Ostermann: Sie sagen den Eltern, entspannt euch, aber sind die Schulen auf das künftige Anforderungsprofil, dass Sie da eben beschrieben haben, sind die Schulen eigentlich vorbereitet?

Schneider: Nicht wirklich. Also auch da wird sich ein Umdenken durchsetzen müssen. Es gibt zum Teil – in den Berufsschulen beobachte ich das – ganz interessante Entwicklungen, dass man also so was wie selbstorganisiertes Lernen im Berufsschulunterricht umsetzt. Das bedeutet, dass junge Leute schon sehr früh lernen, Verantwortung für sich selbst zu übernehmen. Das sind sehr erfolgversprechende Ansätze, das ist aber noch sehr sporadisch in den Schulen verbreitet, das kann sehr viel stärker werden und muss auch sehr viel stärker werden. Was mir größere Sorgen bereitet, ist, dass an den Universitäten durch diesen Bologna-Prozess und das Bachelor-/Master-Studium eine sehr starke Verschulung in den Universitäten eingetreten ist. Und das ist etwas, was diametral gegen das läuft, was im Arbeitsleben gebraucht wird.

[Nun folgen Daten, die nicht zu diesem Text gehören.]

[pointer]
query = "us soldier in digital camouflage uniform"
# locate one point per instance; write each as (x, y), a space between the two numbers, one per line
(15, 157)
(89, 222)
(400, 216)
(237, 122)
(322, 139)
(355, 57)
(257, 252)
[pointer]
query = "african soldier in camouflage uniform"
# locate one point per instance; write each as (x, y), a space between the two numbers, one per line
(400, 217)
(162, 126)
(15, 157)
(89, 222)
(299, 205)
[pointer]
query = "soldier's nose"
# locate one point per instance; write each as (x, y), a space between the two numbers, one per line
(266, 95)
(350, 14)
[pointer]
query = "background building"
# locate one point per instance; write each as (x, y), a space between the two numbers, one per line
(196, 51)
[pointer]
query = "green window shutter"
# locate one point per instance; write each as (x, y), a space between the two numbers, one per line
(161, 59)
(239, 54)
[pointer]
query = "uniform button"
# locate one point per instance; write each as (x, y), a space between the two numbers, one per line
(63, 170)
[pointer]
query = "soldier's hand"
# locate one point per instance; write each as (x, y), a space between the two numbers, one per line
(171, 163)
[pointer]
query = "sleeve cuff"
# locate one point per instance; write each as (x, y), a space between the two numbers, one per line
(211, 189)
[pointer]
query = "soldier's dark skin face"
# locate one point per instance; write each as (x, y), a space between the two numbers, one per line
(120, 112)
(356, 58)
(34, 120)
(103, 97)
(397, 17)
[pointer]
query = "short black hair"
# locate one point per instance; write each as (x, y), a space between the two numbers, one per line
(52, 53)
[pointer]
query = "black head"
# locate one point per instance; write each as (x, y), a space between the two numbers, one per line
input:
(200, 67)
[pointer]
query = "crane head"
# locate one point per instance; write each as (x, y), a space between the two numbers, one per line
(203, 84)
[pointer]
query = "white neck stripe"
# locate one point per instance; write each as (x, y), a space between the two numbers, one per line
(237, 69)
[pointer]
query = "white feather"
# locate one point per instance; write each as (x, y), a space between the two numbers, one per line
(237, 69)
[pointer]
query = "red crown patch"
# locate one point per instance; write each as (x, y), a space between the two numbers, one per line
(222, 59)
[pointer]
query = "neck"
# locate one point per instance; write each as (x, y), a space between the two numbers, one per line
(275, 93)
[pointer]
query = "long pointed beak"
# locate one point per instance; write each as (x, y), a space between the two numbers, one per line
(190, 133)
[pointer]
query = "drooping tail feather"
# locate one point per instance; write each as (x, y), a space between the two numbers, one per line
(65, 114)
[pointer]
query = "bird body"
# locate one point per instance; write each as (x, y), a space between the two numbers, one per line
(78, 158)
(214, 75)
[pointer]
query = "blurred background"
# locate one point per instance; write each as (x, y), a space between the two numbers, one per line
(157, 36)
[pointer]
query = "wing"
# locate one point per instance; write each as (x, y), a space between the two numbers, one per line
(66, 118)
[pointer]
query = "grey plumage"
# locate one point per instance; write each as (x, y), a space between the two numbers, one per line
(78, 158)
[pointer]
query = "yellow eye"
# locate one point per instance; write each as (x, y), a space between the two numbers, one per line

Ostermann: Da haben Sie die Universitäten angesprochen, ich möchte noch mal an die Schulanfänger denken: Bildungsforscher fordern vor allem Kreativität.

Schneider: Genau.

Ostermann: Die Realität in der Schule ist doch derzeit vielfach eine andere, auch vor dem Hintergrund, nach zwölf Jahren das Abitur zu machen, da gehen Fächer und Arbeitsgemeinschaften in Musik, Kunst, Theater den Bach runter.

Schneider: Ja, also überall da, wo der Druck so erhöht wird, dass ich eigentlich gar keine Zeit mehr habe, mich selbst zu entdecken, meine Stärken kennenzulernen und so, überall da läuft was schief. Wir brauchen Phasen, wo junge Menschen sich selbst ausprobieren können, wo sie etwas auch mal selber in die Hand, eigenverantwortlich in die Hand nehmen. Und wenn das kaputt gemacht wird – ich würde nicht behaupten, dass das in den Schulen generell der Fall ist, aber diese Verkürzung der Schulzeit ist in der Tat etwas, was an der Stelle wahrscheinlich nicht unbedingt die Dinge begünstigt. Man kann den Stoff sicherlich auch in einer verkürzten Schulzeit lernen, aber das erfordert, dass vom Lehrplan her, dass dann auch entsprechend so getacktet wird, dass immer noch Zeit für die Entwicklung der Persönlichkeit bleibt. Das wird leider zu oft vergessen.

Ostermann: Wann haben Sie Ihren nächsten Termin bei einem Bildungsminister?

Schneider: Ich habe im Augenblick gar keinen Bildungsministertermin, aber das Thema Bologna und Universitäten ist eigentlich ein Dauerbrenner. Wir haben das, glaube ich, noch gar nicht so richtig erkannt. Wir sind in Deutschland ja sehr stark, was die Vermittlung von fachlichen Qualifikationen anbelangt, und das ist auch etwas, was in der Zukunft wichtig bleiben wird, aber was wir noch nicht so richtig begriffen haben, ist, dass neben diesen fachlichen Qualifikationen die mentalen, persönlichen Stärken immer wichtiger werden, und darüber haben wir uns zu wenig Gedanken gemacht bis jetzt. Und das ist das, wo es unbedingt was zu tun gibt in der Zukunft.

Ostermann: Hilmar Schneider war das, Direktor für Arbeitsmarktpolitik am Forschungsinstitut zur Zukunft der Arbeit. Herr Schneider, danke für das Gespräch!

Schneider: Danke Ihnen, Herr Ostermann!